The huge tomatoes were such a hit that they have now been brought across the Atlantic but EU chiefs ruled the name unacceptable so it was changed to Gigantomo.
Gigantomo tomatoes can only be bought from Lincolnshire seed seller Van Meuwen, which has launched them in their spring 2015 plant collection.
The company has even stumped up a £5,000 jackpot for anyone who can grow a Gigantomo tomato that breaks the world record of 7lbs 12oz.
The plants will be sold as plugs - seedlings that have already been grown for a short time so they can be put directly into pots - costing £14.99 for a pack of five. It can also be bought as seed, with six costing £3.99.
Gigantomo is a variation of the beefsteak tomato but its exact heritage is unknown as Thomas did not keep details of which tomatoes he had cross-bred during his years of trials.

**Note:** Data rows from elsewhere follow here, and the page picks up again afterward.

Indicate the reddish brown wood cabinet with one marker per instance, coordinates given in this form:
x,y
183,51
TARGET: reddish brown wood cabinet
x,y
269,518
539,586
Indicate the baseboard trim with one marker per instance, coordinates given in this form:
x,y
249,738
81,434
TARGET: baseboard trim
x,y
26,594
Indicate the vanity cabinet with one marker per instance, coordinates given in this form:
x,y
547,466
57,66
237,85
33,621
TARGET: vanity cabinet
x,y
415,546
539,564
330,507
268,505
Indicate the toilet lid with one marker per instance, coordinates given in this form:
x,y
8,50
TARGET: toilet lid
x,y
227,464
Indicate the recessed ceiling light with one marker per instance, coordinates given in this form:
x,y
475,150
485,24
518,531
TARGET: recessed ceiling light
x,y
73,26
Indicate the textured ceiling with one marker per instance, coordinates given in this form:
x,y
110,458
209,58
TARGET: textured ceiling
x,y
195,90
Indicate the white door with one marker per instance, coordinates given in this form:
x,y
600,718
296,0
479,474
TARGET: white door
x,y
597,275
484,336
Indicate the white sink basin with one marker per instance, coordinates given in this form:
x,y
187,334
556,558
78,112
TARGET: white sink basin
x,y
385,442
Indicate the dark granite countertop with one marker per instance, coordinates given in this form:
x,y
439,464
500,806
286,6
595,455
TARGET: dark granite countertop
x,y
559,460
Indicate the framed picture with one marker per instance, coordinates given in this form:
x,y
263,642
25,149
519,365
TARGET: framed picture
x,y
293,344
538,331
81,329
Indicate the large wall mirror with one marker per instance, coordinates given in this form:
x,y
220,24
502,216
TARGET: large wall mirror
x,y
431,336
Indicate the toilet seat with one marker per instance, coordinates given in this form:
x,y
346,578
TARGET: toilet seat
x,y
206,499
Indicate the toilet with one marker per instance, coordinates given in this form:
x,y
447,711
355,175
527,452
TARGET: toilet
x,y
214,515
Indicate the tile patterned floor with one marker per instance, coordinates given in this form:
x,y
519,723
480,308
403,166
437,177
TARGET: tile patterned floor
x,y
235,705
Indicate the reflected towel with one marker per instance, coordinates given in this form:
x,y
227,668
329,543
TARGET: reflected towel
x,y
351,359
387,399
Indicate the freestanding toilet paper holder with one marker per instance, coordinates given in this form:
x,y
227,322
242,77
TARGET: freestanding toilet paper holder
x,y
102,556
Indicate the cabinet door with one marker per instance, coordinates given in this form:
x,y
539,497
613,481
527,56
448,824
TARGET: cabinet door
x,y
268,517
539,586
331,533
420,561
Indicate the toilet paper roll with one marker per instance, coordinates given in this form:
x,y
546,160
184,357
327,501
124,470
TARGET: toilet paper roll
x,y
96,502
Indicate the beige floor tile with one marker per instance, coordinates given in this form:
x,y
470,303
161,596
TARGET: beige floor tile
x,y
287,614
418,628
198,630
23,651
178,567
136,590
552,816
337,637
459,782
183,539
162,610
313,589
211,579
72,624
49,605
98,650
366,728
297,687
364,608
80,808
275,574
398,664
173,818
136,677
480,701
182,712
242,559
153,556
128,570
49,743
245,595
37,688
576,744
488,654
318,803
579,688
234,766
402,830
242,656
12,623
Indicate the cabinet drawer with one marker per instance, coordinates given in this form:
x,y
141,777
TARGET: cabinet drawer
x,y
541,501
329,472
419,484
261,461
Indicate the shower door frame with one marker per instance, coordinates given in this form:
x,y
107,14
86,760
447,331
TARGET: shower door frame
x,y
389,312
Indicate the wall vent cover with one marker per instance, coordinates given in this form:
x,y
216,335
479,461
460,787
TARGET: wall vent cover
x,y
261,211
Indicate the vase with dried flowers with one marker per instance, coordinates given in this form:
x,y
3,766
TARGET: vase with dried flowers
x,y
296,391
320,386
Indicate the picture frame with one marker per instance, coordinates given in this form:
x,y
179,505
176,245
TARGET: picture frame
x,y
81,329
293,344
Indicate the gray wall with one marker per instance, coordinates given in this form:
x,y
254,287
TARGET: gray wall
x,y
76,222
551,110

Crawford, who is based in Spalding, Lincolnshire, said, "Put simply, Gigantomo is the world's largest commercially-available tomato. Each plant will yield nine to 11 fruits, and each tomato is so big it will feed a family of four. The fruits are so heavy that the plants need support to stop them falling over. Although the beefsteak tomato is not a hugely popular line in the UK, growing a really big tomato that tastes great is something a large majority of gardeners would like to do. Gigantomo is an incredibly interesting variety that grows very well in the UK and it won a Royal Horticultural Society award of garden merit following growing trials last year. It's got to be greenhouse grown because otherwise it would fruit too late, but provided that happens it will grow well pretty much anywhere in Britain. With the right kind of care we think it would be possible to grow a tomato that could break the world record."
The creation of super-sized tomatoes comes a month after Crawford helped develop the world's first blight-resistant tomato.
The revolutionary tomatoes were the result of eight years of research and development between breeder Simon Crawford and Bangor University PhD student James Stroud.
Crawford initially stumbled across the disease-resistant genes while carrying out trials at his farm in Yorkshire in 2006.
While most of his varieties were duly wiped out by blight, one was untouched by the deadly bug.
Together with Stoud, whose PhD was about tomato and potato blight and using that variety the pair embarked on a complicated breeding programme using the strain.
By cross-breeding the variety they were able to create the first ever tomato to boast the PH2 and PH3 genes, which are resistant to the pathogen Phytopthera infestans, the Latin name for blight.
The tomatoes, called Crimson Crush, are being mass-grown at a nursery in East Yorkshire and are available to purchase from Devon-based Suttons Seeds.